Tinted windows, waste diversion and composting – there are several ways from New York City to Portland to develop eco-friendly convention centers.
While the Portland Convention Center recycles 42 percent of its waste, the Moscone Center in San Francisco touts reusing 75 percent.
In South Lake Tahoe, where a convention facility is due to go in near Stateline, residents and officials have already been giving the idea some thought.
The proposed $410 million complex would feature a 93,000-square-foot convention center, two condominium hotels, 57,000 square feet of retail space and a 500-space parking structure.
“We plan to be as energy efficient as we can,” said Lew Feldman, attorney representing Lake Tahoe Development Co.’s Randy Lane of Stateline and John Serpa of Carson City.
The ideas are strictly preliminary, but Feldman said the developer has considered installing a central plant on the 12-acre site located between Highway 50, Cedar, Friday and Stateline avenues to power a complex-wide heating and cooling system.
“We’re keenly aware of constructing green buildings,” he said, adding the project will be designed as a LEED-certified complex. The standard stands for leader in energy efficient design.
Solar energy has been ruled out, as the technology has been determined too cost prohibitive and sprawling.
Feldman assured there are other ways to make the project environmentally friendly – especially when advancing it through the a review by the Tahoe Regional Planning Agency. The regulatory agency laid 20 pages of conditions in front of the developer, terms that can be made, Feldman said.
The project got a head start with reducing 2 acres of coverage from what exists there now. The area is marked by small, older shops and motels.
“And we want to use renewable resources when practical,” he added.
If that’s the case, Jeanne Lear of South Tahoe Refuse recommended contractors plug in space for implementing such programs into the specifications early on in the development. Groundbreaking is anticipated May 2007.
Lear mentioned concessions as small as allowing for enough drive-up space for the refuse company to bring in the trucks.
“We have to have adequate room to handle materials. Most of these facilities put in compactors,” she said.
Although South Lake Tahoe lumps all its trash at curbside headed for the conveyor belt, the refuse company allows some of the larger companies to separate items like beverage containers.

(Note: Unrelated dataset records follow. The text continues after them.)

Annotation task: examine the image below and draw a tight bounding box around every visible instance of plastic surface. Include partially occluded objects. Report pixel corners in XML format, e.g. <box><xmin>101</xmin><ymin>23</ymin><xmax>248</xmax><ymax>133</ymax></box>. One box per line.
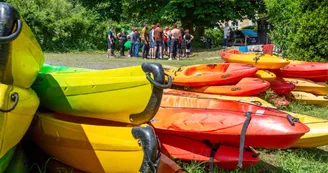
<box><xmin>220</xmin><ymin>50</ymin><xmax>290</xmax><ymax>69</ymax></box>
<box><xmin>29</xmin><ymin>113</ymin><xmax>159</xmax><ymax>173</ymax></box>
<box><xmin>0</xmin><ymin>84</ymin><xmax>39</xmax><ymax>158</ymax></box>
<box><xmin>165</xmin><ymin>63</ymin><xmax>257</xmax><ymax>86</ymax></box>
<box><xmin>189</xmin><ymin>78</ymin><xmax>270</xmax><ymax>96</ymax></box>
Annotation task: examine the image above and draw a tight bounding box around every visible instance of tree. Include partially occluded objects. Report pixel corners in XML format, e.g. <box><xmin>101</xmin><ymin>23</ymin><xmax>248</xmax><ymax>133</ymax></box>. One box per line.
<box><xmin>122</xmin><ymin>0</ymin><xmax>265</xmax><ymax>34</ymax></box>
<box><xmin>265</xmin><ymin>0</ymin><xmax>328</xmax><ymax>61</ymax></box>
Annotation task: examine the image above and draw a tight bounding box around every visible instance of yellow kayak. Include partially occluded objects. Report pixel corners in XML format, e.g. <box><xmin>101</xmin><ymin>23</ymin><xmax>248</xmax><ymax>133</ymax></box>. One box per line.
<box><xmin>164</xmin><ymin>90</ymin><xmax>328</xmax><ymax>148</ymax></box>
<box><xmin>283</xmin><ymin>78</ymin><xmax>328</xmax><ymax>95</ymax></box>
<box><xmin>255</xmin><ymin>70</ymin><xmax>276</xmax><ymax>82</ymax></box>
<box><xmin>32</xmin><ymin>63</ymin><xmax>172</xmax><ymax>124</ymax></box>
<box><xmin>0</xmin><ymin>3</ymin><xmax>44</xmax><ymax>88</ymax></box>
<box><xmin>292</xmin><ymin>91</ymin><xmax>328</xmax><ymax>106</ymax></box>
<box><xmin>0</xmin><ymin>84</ymin><xmax>39</xmax><ymax>158</ymax></box>
<box><xmin>220</xmin><ymin>50</ymin><xmax>290</xmax><ymax>69</ymax></box>
<box><xmin>28</xmin><ymin>112</ymin><xmax>159</xmax><ymax>173</ymax></box>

She said a community-wide program to help in that effort is closer to fruition.
In comparison to other cities and facilities, the South Shore community might have a ways to go to catch up.
Last year, more than 1,400 tons of materials were diverted from the Moscone Center, reducing garbage costs by $500,000. With that, 200 tons of goods were donated to the local community.
In Portland, food from its convention center isn’t thrown away. It’s placed in a compost pile that is used as fertilizer from the recycling center, spokesman Matt Pizzuti claimed.
Auto flush toilets and sinks help with water conservation.
The center also filtrates its rainwater – and there’s much of that in Oregon – before it reaches the nearby Willamette River.
“It’s more fish friendly,” he said.
Windows do a lot of the work to heat the building. The tinted glass reflects the sun’s rays in summer and absorbs them in winter to cut down on energy costs.
“We’re responding to new building laws. In Oregon, any public project must be built to be environmentally friendly,” he said.
In New York, reports have indicated buildings have installed “smart glass” that switches from tinted to clear depending on the sun’s rays.
At least one regional resident posed the question to whether the South Shore should design an environmentally friendly public-private complex: “Should Tahoe settle for anything less?” Carla Ennis wrote in a letter to the editor to the Tahoe Daily Tribune.
“We talk endlessly about preserving the environment of our beautiful Tahoe basin. This is a win-win way to do that. Let’s give the green light to green building,” she wrote.